Unsurprisingly, the first assumption is that the data should look like it follows a linear trend. If the data does not look linear (such as being curved or overly scattered), then a linear model will not be the best fit. The next assumption is that the residuals must be nearly normal in their distribution. While the regression will likely not perfectly predict all of the data points, the presence of outliers (points that are much further away from the line than any others) should be minimal (ideally nonexistent). The third assumption is that the variability of points around the line should be roughly constant. As in, the line should not clearly be a better or worse predictor as the values of the independent variable increase. Lastly, all of the observations in the data should be independent and randomly sampled. If there is an underlying structure to the data, such as being a time series or if the samples were chosen for specific reasons, then the observations in the sample may not be reflective of the population.
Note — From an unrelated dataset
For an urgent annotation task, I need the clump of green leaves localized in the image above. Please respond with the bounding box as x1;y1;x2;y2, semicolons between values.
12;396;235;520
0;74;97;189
The data set I chose earlier in the exercise is a poor candidate for an OLS model. While I could have looked at the R-squared value to see this, I can instead compare it to the above assumptions. The data is not clearly linear, there do appear to be outliers in my data, and variability is clearly not constant. While OLS might still be a good fit (though not BLUE) if only one of the assumptions had failed, it is clear that OLS was not a good model for the rock data set.